Aerodynamic Investigations of an Advanced Over-the-Wing Nacelle Transport Aircraft Configuration

Abstract

The transonic aerodynamic characteristics of an advanced, Over-the-Wing Nacelle (OWN), subsonic transport configuration are assessed using both inviscid Euler and viscous Navier-Stokes CFD. Results of the assessments are compared to a similar configuration with a more traditional Under-the-Wing Nacelle (UWN) installation and a similar reference Wing-Body (WB). The engine installation and inboard wing section of the OWN are designed to create a channel between the nacelle and fuselage that accelerates the upper surface wing flow, increases leading edge suction, and subsequently reduces the overall drag.
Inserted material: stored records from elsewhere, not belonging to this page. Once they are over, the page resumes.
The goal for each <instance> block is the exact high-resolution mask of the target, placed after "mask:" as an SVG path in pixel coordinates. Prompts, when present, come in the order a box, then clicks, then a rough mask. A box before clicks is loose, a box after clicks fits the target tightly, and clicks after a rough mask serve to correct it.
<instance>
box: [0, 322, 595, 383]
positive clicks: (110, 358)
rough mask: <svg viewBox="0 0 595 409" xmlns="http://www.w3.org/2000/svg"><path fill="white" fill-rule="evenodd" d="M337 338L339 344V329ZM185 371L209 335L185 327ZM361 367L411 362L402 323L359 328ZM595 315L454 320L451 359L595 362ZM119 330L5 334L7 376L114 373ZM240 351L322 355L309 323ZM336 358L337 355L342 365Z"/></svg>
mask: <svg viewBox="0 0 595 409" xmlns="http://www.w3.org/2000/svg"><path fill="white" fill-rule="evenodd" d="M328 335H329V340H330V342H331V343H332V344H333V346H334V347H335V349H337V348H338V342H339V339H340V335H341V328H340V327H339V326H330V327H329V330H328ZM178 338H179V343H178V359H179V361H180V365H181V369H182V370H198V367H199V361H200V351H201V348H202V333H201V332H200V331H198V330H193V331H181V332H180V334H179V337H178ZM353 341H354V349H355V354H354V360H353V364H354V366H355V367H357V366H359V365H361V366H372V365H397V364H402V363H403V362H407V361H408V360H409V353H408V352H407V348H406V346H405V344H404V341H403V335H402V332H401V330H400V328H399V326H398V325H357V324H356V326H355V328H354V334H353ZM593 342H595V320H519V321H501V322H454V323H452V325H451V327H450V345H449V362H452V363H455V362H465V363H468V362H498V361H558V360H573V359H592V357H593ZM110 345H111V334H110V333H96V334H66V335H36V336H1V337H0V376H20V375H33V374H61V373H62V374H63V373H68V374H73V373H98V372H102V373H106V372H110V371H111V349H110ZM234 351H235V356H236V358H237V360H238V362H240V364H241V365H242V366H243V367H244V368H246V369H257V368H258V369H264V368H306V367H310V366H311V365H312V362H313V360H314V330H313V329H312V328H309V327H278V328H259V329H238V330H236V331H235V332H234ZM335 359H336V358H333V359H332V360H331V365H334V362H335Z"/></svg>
CFD results were used to examine the span loadings of the three configurations and allow normalization of their wing twist distributions. Qualitative observations and quantitative drag computations are performed for the three configurations at a cruise Mach number of 0.78, an approximate altitude of 35,000 ft, and a CL of 0.44. It was found that the OWN’s inboard wing channel section is effective in producing favorable leading edge suction but that the overall drag, compared to the UWN, is higher by 32 counts. Although the source of this drag excess could not be precisely identified, it was isolated in the nacelle region. CFD solutions were obtained for several transonic Mach numbers to assess the drag rise characteristics of the three configurations. Inviscid Euler results showed similar trends to previous studies where the OWN is higher in drag at lower Mach numbers but enjoys a much milder drag rise than the UWN or WB and has lower drag at higher Mach numbers. Viscous Navier-Stokes results however showed that the effect of shock-induced flow separation significantly increases the drag rise but that the OWN still likely experiences it less severely than the UWN. Overall, the results of this study indicate that the Over-theWing Nacelle concept under consideration appears to be an aerodynamically competitive engine installation to the more traditional Under-the-Wing pylon installation.